December 29, 2010 Avalanche Conditions Update
December 29, 2010 Avalanche Update
Happy Holidays skiers and riders! This is Steve Karkanen with an avalanche conditions update and an upgrade to the avalanche danger rating.
Current Avalanche Danger
In the Rattlesnake Mountains above 5000 feet, the avalanche danger is HIGH on all wind loaded terrain steeper than 30 degrees. Very dangerous avalanche conditions exist on this terrain, natural avalanches are likely, human-triggered avalanches are very likely. Travel in avalanche terrain is not recommended. Winds have been from the W-SW during this event so N, NE, and E aspects will be wind loaded. Other slopes may be cross-loaded.

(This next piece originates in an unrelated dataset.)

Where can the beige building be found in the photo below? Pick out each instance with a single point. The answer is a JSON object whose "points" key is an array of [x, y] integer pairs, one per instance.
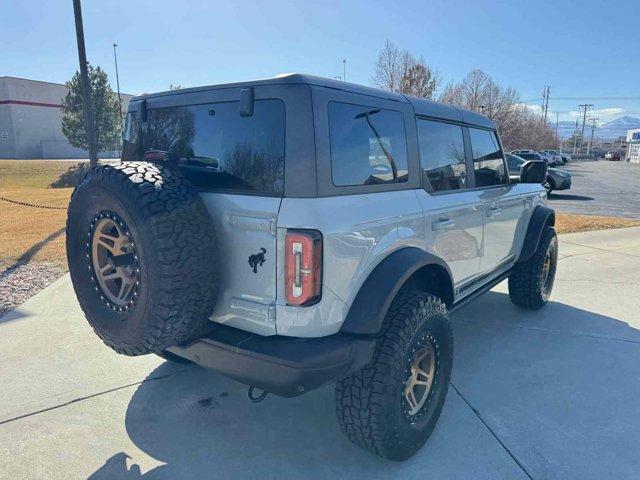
{"points": [[31, 120]]}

SNOTEL sites in the Bitterroot Mountains are showing about an inch of SWE this morning. Based on the new load and wind, the avalanche danger is CONSIDERABLE on all wind loaded terrain steeper than 30 degrees in the Bitterroots. Dangerous avalanche conditions exist on steep wind loaded slopes. Natural avalanches are possible, human-triggered avalanches are likely. Careful snowpack evaluation, cautious route-finding and conservative decision making is essential for safe travel in avalanche terrain.
All other slopes have a MODERATE avalanche danger.
Weather and Snowpack Analysis
Nearly 2.5 inches of snow water equivalent or close to 20 inches of snow has fallen in the northern part of our advisory area at Stuart Peak. Montana Snowbowl is reporting 15 inches of new snow and the ski patrol reported significant avalanche activity during avalanche control this morning. Winds are currently 15-20 mph from the west at the top of Snowbowl.
The primary concern is the new load failing at the new-old snow interface where we were finding a variety of crusts and near surface facets on our tours last Sunday. A secondary concern is the now deeply buried surface hoar that was still showing signs of weakness in spotty locations. 2 inches of SWE is a lot of weight to be dropped in a 24 hour period and snow needs time to adjust to this shock. I would not be surprised to see a soft slab avalanche step down to this deeper weakness. This would be an unsurvivable and destructive avalanche.
The below video was shot last Sunday and gives you a good idea why we are concerned with the added weight:
During our stability testing in several pits the buried surface hoar that formed in early December is still an obvious concern and was giving us very mixed results yesterday. The video we shot of a compression test then an extended column test tells the story best. The main concern is the tendency for the now stiff slab to propagate across the slope with energy. The spotty, variable nature of this persistent weakness is still a problem so we strongly recommend looking for it before committing to anything steep.
Weather Forecast and Avalanche Outlook
DISCUSSION...A STRONG LOW PRESSURE SYSTEM WILL SWING THROUGH THE NORTHERN ROCKIES TONIGHT THROUGH WEDNESDAY CAUSING WIDESPREAD MODERATE TO HEAVY SNOW. THE MOUNTAINS ARE EXPECTED TO RECEIVE 12 TO 24 INCHES OF NEW SNOW BY THURSDAY MORNING. ALSO STRONG WESTERLY WINDS ARE EXPECTED FOR NORTH CENTRAL IDAHO INTO SOUTHWEST MONTANA. WHILE NORTHWEST MONTANA WILL SEE GUSTY NORTHEASTERLY WINDS ON WEDNESDAY AND WEDNESDAY NIGHT. A COLD AIR MASS WILL SETTLE OVER THE NORTHERN ROCKIES WEDNESDAY NIGHT THROUGH THE END OF THE WEEK CAUSING SIGNIFICANTLY COLDER TEMPERATURES.
If this situation continues through the day today (Wednesday), we will issue an avalanche warning for the entire area. All our observers will be out Thursday so we’ll have better assessment data for the Friday advisory.
The next avalanche advisory will be posted on New Years Eve unless conditions change significantly.